Ok so to prove this I was going to start by picking a point in $A$ the obviously its in $D$ and in $\Omega$. But I do not see how this is going to get me that $\bigcup \Omega \subseteq D$.There could be an element in $\Omega$ not in $A$ that is not in $D$.
Here's a beginning for the proof:
Let $x \in \cup \Omega$. Then there exists some $A \in \Omega$ such that $x \in A$.

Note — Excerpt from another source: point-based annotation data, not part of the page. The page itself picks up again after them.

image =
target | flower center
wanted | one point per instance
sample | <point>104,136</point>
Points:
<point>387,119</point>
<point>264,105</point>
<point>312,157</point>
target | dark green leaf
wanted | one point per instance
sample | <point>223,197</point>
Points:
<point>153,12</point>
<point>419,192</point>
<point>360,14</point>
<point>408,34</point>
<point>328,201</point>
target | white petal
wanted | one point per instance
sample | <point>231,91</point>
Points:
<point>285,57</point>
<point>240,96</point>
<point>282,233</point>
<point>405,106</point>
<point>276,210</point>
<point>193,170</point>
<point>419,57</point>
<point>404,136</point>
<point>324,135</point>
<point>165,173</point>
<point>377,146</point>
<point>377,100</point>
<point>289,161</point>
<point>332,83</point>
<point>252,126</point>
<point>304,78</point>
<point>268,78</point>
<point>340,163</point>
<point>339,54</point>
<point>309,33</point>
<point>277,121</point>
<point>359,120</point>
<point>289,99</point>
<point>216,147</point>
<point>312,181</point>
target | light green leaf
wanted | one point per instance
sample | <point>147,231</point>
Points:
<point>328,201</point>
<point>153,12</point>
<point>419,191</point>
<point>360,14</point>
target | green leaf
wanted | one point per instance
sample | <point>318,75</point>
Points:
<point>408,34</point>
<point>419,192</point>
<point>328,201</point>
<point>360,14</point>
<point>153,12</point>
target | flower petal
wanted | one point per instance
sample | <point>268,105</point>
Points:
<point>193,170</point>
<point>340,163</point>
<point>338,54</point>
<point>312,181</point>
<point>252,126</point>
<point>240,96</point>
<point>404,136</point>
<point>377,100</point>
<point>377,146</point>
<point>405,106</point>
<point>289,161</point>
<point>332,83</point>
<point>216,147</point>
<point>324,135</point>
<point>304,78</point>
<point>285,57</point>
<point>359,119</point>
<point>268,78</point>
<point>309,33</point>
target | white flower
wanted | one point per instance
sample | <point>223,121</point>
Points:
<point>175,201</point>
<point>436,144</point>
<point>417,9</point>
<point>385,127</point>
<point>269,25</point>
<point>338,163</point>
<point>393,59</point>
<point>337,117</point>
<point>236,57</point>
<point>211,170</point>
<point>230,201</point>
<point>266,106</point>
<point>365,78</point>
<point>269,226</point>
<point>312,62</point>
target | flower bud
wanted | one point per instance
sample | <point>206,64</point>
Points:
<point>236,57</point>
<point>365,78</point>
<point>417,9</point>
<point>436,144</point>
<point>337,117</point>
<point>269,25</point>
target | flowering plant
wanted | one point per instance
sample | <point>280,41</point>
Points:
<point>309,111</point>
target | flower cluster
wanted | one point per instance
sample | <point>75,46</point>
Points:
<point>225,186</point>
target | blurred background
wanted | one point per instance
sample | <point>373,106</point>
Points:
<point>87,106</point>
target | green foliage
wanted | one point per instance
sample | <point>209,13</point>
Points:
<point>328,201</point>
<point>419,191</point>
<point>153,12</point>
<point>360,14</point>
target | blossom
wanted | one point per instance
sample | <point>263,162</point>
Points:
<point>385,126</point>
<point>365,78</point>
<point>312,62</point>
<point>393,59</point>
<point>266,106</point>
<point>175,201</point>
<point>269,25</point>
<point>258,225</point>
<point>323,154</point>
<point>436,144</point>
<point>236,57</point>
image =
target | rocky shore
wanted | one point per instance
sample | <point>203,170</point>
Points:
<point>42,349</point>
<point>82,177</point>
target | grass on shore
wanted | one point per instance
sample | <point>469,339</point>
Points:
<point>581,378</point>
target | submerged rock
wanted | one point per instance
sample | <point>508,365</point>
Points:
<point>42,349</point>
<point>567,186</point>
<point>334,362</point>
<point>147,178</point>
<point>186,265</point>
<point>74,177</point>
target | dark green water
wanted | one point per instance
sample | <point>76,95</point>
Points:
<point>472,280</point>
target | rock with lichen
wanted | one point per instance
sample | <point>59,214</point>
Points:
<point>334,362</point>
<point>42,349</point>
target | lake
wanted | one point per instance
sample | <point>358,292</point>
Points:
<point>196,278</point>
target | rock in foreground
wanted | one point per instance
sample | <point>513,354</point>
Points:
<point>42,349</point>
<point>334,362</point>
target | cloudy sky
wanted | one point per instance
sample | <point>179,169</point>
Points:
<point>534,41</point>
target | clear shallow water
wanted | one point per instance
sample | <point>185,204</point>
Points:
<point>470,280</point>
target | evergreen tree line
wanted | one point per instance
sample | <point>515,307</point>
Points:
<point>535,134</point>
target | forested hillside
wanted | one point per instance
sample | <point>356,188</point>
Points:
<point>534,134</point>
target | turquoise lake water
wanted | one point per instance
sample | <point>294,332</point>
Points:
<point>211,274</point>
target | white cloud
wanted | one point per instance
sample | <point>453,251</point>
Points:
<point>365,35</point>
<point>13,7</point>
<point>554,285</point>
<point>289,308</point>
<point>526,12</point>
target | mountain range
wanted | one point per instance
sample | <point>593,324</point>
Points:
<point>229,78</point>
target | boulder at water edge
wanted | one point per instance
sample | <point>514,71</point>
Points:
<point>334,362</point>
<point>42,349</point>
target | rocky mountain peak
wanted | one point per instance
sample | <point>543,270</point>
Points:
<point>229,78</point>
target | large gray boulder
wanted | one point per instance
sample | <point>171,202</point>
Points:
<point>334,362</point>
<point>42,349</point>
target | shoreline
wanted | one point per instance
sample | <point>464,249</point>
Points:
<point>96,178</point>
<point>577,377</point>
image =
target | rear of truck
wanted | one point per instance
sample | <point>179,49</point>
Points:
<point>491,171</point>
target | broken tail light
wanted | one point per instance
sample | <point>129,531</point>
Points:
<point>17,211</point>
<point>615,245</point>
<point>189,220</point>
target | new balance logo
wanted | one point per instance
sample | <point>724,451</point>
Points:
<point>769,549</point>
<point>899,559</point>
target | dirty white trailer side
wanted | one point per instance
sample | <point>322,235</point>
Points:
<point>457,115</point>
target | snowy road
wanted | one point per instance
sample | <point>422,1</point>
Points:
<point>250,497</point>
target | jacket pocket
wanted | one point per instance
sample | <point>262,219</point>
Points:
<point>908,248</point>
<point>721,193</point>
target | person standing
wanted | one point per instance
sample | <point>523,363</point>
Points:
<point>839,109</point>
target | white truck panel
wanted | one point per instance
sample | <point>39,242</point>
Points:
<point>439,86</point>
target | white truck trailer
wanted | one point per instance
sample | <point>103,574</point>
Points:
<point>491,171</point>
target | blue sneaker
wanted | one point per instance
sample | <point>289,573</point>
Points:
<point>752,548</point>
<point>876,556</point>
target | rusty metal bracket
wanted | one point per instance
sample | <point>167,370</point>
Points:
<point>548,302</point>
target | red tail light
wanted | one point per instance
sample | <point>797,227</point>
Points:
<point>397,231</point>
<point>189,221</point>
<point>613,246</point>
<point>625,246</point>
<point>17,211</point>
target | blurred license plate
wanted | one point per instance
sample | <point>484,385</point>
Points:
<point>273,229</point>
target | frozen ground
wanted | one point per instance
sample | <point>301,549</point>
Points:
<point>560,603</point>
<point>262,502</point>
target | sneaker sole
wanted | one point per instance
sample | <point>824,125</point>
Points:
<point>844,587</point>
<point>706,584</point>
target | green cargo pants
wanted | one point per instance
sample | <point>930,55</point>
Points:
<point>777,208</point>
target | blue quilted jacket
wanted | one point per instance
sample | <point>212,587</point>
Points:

I'm not sure if you have got the right answer, or the correct way to your question but you should see the next: Suppose $D=\{a,b,c\}$ and $A=\{a\}$ where obviously $A\subset D$. In the other hand, if $\Omega = \{\{a\},\{x\}\} \Rightarrow A\in \Omega$ and $\bigcup \Omega = \{a,x\}$. So, you have an example where $A\subseteq D$ and not for all $A \in \Omega$ then $\bigcup \Omega \subseteq D$ because $x\in \bigcup \Omega$ but $x\notin D$. In other words, it couldn't be true by counter example.
I hope help you with it!
I apologize to my last answer. I've taken with the wrong order your preposition. In order to right it. I post this: $$(\forall A\in \Omega, \quad A\subseteq D) \Rightarrow (\bigcup \Omega \subseteq D)$$ Like our hypothesis. So, it means: $\forall A\in \Omega$, we have $A\in\mathcal{P}(D) \Rightarrow \Omega \subseteq \mathcal{P}(D)$. Moreover: $$ \bigcup\Omega \subseteq \bigcup\mathcal{P}(D)=D \quad \Rightarrow \quad \bigcup\Omega\subseteq D $$ Like we desire.